Alors que les ayants droit américains ont fait pression puis obtenu une riposte graduée « 100 % privée » qui a tout de même envoyé plus de 1,2 million d’avertissements l’année dernière, certaines maisons de disques s’offrent aujourd'hui les services d’une société privée qui transmet en masse des propositions d’arrangement aux abonnés dont l’adresse IP a été repérée sur les réseaux peer-to-peer. Le deal : payer 20 dollars tout de suite ou faire face à des poursuites. Explications.

Imaginez : un jour, votre fournisseur d’accès à Internet vous envoie un email signé d’une société spécialisée dans la lutte contre le piratage. On vous accuse d’avoir téléchargé et mis à disposition une chanson du dernier album des One Direction via un logiciel de peer-to-peer. La date et l’heure du « crime » sont indiquées, de même que le nom du fichier litigieux ainsi que votre adresse IP.
Mais plutôt que de saisir les tribunaux pour un tel acte de contrefaçon (passible en France de trois ans de prison et de 300 000 euros d’amende), on vous propose de conclure un arrangement à l’amiable afin d’oublier cette vilaine histoire. Comment ? En payant immédiatement la somme de 20 dollars. Un lien a d’ailleurs été ajouté dans le courriel, afin que vous puissiez régler au plus vite, par carte bancaire.
Faites votre choix : 20 dollars ou le tribunal
Si un tel scénario a été vainement tenté en France dans le passé, il est cependant une réalité aux États-Unis. En effet, la société Rightscorp, qui travaille pour le compte de grosses maisons de disques telles que BMG ou Warner, aurait déjà envoyé de cette manière plusieurs dizaines de milliers de propositions d’arrangement, comme l’explique ArsTechnica. Le montant du deal, en règle général fixé à 20 dollars par chanson, est là-bas mis en balance avec les 150 000 dollars de dommages et intérêts que peuvent réclamer, par œuvre protégée, les ayants droit lorsqu’il y a violation de leur copyright... Et selon Rightscorp, peu importe qui soit l'auteur du téléchargement (vous, vos enfants, un voisin qui a piraté votre Wi-Fi, etc.).

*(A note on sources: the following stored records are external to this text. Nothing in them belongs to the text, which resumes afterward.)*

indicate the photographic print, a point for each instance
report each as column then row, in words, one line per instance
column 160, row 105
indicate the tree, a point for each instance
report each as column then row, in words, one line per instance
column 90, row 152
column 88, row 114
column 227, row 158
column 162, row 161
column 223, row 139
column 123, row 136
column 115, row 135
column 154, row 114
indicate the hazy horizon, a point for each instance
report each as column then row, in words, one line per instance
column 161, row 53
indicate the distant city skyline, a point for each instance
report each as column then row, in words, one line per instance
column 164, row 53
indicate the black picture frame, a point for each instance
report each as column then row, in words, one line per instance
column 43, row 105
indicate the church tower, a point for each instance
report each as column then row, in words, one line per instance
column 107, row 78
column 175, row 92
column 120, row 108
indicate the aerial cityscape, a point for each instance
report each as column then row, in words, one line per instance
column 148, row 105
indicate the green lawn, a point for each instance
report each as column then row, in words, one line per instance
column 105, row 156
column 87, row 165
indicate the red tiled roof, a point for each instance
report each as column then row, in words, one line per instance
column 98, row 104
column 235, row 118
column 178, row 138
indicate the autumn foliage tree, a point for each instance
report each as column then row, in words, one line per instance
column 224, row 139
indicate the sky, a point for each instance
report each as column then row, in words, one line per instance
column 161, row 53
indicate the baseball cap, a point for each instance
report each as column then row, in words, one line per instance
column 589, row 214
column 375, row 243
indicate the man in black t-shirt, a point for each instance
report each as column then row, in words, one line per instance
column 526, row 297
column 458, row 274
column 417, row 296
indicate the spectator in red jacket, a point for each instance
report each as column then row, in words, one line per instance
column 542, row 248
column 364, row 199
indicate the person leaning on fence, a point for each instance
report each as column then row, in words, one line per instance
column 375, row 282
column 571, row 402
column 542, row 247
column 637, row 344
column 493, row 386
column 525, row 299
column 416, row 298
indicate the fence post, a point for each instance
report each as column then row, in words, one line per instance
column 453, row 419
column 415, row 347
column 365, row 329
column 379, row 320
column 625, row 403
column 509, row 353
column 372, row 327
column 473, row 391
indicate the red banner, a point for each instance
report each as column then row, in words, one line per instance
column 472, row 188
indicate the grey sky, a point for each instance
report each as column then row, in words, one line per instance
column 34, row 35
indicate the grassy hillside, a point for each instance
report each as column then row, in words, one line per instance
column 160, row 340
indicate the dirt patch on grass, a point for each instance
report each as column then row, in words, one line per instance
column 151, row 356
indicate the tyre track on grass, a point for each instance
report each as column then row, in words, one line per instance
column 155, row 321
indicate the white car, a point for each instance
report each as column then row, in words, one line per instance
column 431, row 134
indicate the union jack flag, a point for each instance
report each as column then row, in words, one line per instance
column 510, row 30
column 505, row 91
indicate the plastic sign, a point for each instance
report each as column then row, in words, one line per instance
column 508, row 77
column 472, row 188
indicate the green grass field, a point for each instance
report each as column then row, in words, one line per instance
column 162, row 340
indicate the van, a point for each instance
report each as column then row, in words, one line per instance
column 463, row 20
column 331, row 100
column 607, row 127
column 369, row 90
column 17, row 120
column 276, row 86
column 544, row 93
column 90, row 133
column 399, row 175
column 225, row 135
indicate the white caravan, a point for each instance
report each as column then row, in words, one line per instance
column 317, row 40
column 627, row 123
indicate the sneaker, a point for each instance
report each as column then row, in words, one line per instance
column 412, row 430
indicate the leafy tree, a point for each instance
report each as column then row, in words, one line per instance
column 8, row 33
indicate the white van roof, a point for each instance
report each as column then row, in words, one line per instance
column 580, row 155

D’un point de vue technique, le dispositif fonctionne de manière relativement habituelle. Rightscorp identifie sur les réseaux peer-to-peer (BitTorrent, eMule,...) les lignes qui servent à mettre à disposition des internautes des titres appartenant à leurs clients et placés sous surveillance. Un « flashage » des adresses IP est ainsi effectué, comme dans le cadre de notre riposte graduée.
Les FAI collaborent pour l’identification des abonnés mis en cause
Là où les choses sont bien particulières, c’est au moment de l’identification des abonnés se cachant derrière les IP récupérées. La société américaine demande en effet aux fournisseurs d’accès à Internet de transmettre directement à leurs clients mis en cause les fameuses propositions d’arrangement, le tout sans passer par un juge.
Pour cela, Rightscorp s’appuie sur les dispositions du Digital Millennium Copyright Act (DMCA), cette loi américaine de 1998 qui prévoit notamment qu’un opérateur peut perdre la protection dont il bénéficie au titre d’intermédiaire, et ce s’il ne prend pas des mesures contre un client dont les atteintes au copyright sont répétées (par exemple en résiliant son contrat). Du coup, même si l’interprétation des dispositions en question peut prêter à discussion, la société transmet les dossiers d’adresses IP ayant été flashées à plusieurs reprises. Selon ArsTechnica, Rightscorp aurait sur cette base réussi à faire plier plus de 70 FAI américains, dont 5 parmi les plus importants du pays.
Environ 750 000 dollars récupérés en 2013
Et ce business s’avère assez juteux. À partir du chiffre d’affaires 2013 de la firme, nos confrères estiment que les abonnés américains ont déboursé près de 750 000 dollars l’année dernière pour régler de tels litiges. Le tout en sachant que lorsqu’un abonné paye 20 dollars, Rightscorp en reverse 10 à son client ayant droit.
Si les menaces de poursuites de ce style sont monnaies courantes outre-Atlantique ou même en Allemagne notamment, les attaquants étaient jusqu’ici obligés de passer devant la justice pour obtenir l’identification des abonnés mis en cause. Une étape dont a manifestement réussi à s’affranchir Rightscorp, avec les risques que cela peut comporter.